We all come to our life choices via various routes. Please allow me a few minutes to briefly share some aspects of how and why I chose to enter the health/fitness/wellness field. Perhaps, you’ll recognize some facets of your own life in them.
Growing up I hated sports and gym classes (my apologies to Coach Kennedy), and yes, I did have a fat period which affected my mindset for a number of years even after I lost that weight. A confession: I did play Little League for a year to make my parents happy. That was the agreement I had with them—play one year, and then, you can quit. I stuck to it. Amazingly, I was on the winning team and buried somewhere is my trophy—honest.
My shift regarding exercise occurred over 25 years ago. At that time, I witnessed someone very close to me have a severe heart attack, being placed in an ambulance, having repeated hospital stays, and then, happily a full recovery. Days after his heart attack, I joined a gym.

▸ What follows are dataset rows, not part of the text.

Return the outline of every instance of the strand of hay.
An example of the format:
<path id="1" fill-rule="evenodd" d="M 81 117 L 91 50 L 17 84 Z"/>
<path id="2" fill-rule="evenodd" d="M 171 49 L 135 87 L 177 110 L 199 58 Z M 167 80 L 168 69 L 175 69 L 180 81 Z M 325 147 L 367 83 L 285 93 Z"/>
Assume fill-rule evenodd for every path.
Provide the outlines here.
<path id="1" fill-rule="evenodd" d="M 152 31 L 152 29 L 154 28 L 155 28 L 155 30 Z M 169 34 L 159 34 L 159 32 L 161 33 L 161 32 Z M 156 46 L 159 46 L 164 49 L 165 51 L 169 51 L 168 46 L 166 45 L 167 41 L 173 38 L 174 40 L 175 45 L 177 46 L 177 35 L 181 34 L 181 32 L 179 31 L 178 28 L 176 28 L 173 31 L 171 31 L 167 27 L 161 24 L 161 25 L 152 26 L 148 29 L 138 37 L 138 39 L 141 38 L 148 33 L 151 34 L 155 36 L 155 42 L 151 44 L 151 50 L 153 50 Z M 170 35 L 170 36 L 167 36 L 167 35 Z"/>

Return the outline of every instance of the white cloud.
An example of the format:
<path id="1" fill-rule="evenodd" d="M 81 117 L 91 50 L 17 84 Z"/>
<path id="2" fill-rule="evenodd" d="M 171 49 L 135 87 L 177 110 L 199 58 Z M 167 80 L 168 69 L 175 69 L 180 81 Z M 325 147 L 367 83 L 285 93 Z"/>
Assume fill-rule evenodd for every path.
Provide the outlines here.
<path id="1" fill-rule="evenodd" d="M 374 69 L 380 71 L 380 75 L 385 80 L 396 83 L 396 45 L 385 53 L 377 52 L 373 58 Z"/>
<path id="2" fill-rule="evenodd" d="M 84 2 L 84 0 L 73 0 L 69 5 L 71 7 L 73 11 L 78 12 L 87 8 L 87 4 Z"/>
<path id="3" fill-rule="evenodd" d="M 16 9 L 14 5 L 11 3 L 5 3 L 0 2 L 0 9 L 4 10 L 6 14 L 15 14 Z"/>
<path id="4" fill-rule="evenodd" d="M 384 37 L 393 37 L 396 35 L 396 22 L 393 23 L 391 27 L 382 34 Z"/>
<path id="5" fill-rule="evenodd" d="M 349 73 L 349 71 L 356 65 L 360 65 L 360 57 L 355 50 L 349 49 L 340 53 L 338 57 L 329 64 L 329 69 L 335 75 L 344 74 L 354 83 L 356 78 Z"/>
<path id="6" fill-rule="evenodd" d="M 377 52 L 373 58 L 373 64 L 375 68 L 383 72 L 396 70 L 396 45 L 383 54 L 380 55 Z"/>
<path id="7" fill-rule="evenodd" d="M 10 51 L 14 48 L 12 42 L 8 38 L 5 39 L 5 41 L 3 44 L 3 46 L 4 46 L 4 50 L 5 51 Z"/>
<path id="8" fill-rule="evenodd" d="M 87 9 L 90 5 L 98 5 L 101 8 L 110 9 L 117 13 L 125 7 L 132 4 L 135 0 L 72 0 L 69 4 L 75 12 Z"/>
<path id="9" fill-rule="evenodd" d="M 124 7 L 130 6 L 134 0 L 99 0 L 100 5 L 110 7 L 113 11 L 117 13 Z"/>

My reaction to someone else’s health crisis is the same one that motivates others to start their fitness routines.
At the I joined, gyms were mainly the domain of bodybuilders, and believe me, even now, I do not fit that mold. What made a strong impression on me was the other members respected me because I working out. The victim stereotype of the 98-pound weakling depicted in the Charles Atlas ads of the ’60s and ’70s was shattered. It wasn’t my size or lack of it that mattered; what counted was I walked through the door and continued to return. I continue to return to this day.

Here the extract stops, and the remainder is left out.